Vor vierzehn Tagen sind wir nach Nesselwang gefahren um im Wertachtal eine Wanderung zu unternehmen. Da dort das Wetter viel kälter als bei uns zuhause war und zudem die Sonne nicht schien, haben wir die dortige Tour abgekürzt. Ich habe euch vor kurzem gezeigt, wo wir dort unterwegs waren.
Wanderung im oberen Wertachtal bei Nesselwang

Kaum haben wir den Heimweg angetreten und uns in einer Käserei mit Milchprodukten eingedeckt stand für Angelika und mich fest, daß es einfach nicht sein kann und darf, daß wir nun bei sonniger und wärmerer Witterung wieder nach Hause fahren und da im warmen und sonnigen Wintergarten eine Tasse Cappucino genießen. Wir wollten doch eigentlich eine "richtige Wanderung" unternehmen. So entschieden wir kurzfristig, noch eine kleine Runde um den Römerturm bei Kaufbeuren zu drehen. Der befindet sich in der Ortschaft Großkemnat.
Das Auto konnten wir am dortigen Theaterstadel parken.
Dann ging es erst einmal hinauf auf den Römerturm. Die 99 Stufen schaffen wir doch mit links.
Mit den Römern hat dieser Turm übrigens gar nichts zu tun. Er ist der Rest einer alten Burg.
Diese Mauerfragmente sind der andere Rest der Anlage.
Da gehts rein bzw. hinauf.
Das Nagelfluhgestein wird bei uns auch Herrgottsbeton genannt. Es findet sich überall in der Gegend und dient schon seit mindestens 2000 Jahren als Baumaterial.
Der Turm ist immer für Besucher geöffnet.
Wenn die Sicht gut ist, kann man diese Berge in der Ferne von hier aus erkennen.
Auf manchem Berg war ich schon oben.
Wir haben heute allerdings keine Fernsicht.
Wir steigen wieder hinab und ich befasse mich mit der Geschichte der Burganlage.
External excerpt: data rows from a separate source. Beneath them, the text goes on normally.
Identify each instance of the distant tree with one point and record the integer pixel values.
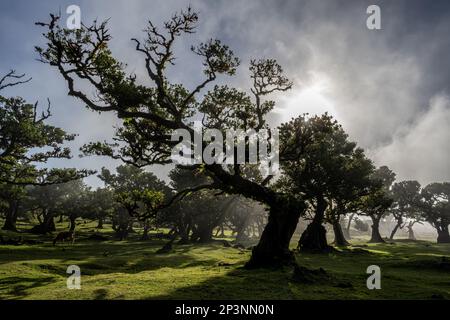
(405, 195)
(103, 205)
(69, 199)
(140, 193)
(376, 204)
(26, 140)
(152, 113)
(435, 207)
(326, 169)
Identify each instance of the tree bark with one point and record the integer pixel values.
(376, 237)
(314, 237)
(47, 225)
(11, 216)
(443, 235)
(339, 238)
(273, 247)
(411, 235)
(100, 223)
(349, 223)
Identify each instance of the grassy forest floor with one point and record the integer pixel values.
(133, 270)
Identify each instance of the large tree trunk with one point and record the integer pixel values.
(100, 223)
(443, 235)
(314, 238)
(11, 216)
(72, 223)
(376, 237)
(339, 238)
(202, 234)
(273, 247)
(347, 229)
(397, 226)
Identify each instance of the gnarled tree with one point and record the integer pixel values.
(151, 114)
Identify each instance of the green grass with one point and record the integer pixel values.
(132, 270)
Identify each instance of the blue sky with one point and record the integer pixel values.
(389, 88)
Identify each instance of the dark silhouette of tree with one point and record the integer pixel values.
(405, 195)
(376, 204)
(325, 168)
(139, 193)
(151, 114)
(435, 207)
(26, 141)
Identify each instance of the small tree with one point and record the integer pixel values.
(376, 204)
(152, 113)
(26, 141)
(325, 168)
(405, 195)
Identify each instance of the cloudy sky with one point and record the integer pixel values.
(389, 88)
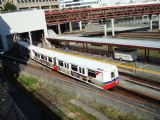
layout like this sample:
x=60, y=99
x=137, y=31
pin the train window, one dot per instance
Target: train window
x=35, y=54
x=60, y=63
x=112, y=75
x=42, y=57
x=68, y=66
x=91, y=73
x=74, y=67
x=83, y=71
x=38, y=55
x=50, y=59
x=80, y=70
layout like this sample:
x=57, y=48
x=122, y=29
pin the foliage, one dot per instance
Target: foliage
x=28, y=81
x=9, y=7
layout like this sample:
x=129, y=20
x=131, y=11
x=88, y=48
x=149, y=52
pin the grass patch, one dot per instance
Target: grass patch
x=79, y=113
x=28, y=82
x=110, y=112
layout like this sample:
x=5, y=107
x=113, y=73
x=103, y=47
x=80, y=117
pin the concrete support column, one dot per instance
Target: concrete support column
x=30, y=37
x=159, y=22
x=112, y=23
x=80, y=25
x=151, y=27
x=59, y=29
x=105, y=30
x=70, y=26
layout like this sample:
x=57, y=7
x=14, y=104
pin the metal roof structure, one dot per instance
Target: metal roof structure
x=135, y=43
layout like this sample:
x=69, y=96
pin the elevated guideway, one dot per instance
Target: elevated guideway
x=60, y=17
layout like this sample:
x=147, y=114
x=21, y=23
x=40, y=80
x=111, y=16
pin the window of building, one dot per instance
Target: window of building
x=91, y=73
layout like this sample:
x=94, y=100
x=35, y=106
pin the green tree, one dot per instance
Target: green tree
x=9, y=6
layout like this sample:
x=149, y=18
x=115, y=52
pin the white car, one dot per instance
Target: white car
x=1, y=51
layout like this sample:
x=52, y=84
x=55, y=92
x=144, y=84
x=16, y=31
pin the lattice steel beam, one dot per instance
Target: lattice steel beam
x=60, y=17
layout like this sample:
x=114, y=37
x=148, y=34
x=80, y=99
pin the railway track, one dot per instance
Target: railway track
x=152, y=35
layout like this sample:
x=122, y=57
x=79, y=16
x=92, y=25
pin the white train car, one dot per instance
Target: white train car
x=101, y=75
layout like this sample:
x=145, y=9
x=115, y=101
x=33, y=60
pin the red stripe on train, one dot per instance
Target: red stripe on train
x=111, y=85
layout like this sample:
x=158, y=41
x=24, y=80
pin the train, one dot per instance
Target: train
x=99, y=74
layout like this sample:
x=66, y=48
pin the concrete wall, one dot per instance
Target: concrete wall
x=21, y=21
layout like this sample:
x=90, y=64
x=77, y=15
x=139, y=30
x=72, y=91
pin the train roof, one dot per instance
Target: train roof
x=39, y=50
x=136, y=43
x=86, y=63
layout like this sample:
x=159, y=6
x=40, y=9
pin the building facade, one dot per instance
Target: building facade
x=72, y=4
x=47, y=5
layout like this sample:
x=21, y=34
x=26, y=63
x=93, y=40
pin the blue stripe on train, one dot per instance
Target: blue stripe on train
x=111, y=81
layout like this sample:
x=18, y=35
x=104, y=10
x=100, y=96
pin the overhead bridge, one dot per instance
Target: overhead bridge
x=60, y=17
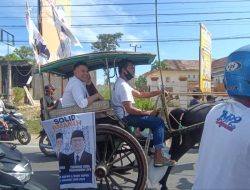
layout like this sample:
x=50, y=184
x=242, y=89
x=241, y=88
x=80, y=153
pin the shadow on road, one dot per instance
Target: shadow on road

1802 war es aus mit der Freiheit. Napoleon hat meine Heimat dem Herzogtum Bayern geschenkt und dieses dann als Dank für die (Zwangs-)Waffenbrüderschaft gleich zum Königreich Bayern erhoben. Manche meiner Vorfahren durften dann im Jahr 1812 mit dem kleinen Korsen mit nach Russland reisen. Das ging bekanntlich gewaltig in die Hose. In manchen Kirchen des Allgäus finden sich heute noch Gedenktafeln für die Gefallenen der Napoleonischen Kriege.
Auch der Brunnen der ehemaligen Burg ist noch vorhanden.
Wer hätte gedacht, daß ein Schuh auch ein Längenmaß sein kann?
So sah die Burg Kemnat zeitweise einmal aus.
Nun haben wir aber genug von den vielen alten Steinen. Schließlich sind wir hier um uns die Beine zu vertreten und die Heimat wieder ein Stück näher kennenzulernen.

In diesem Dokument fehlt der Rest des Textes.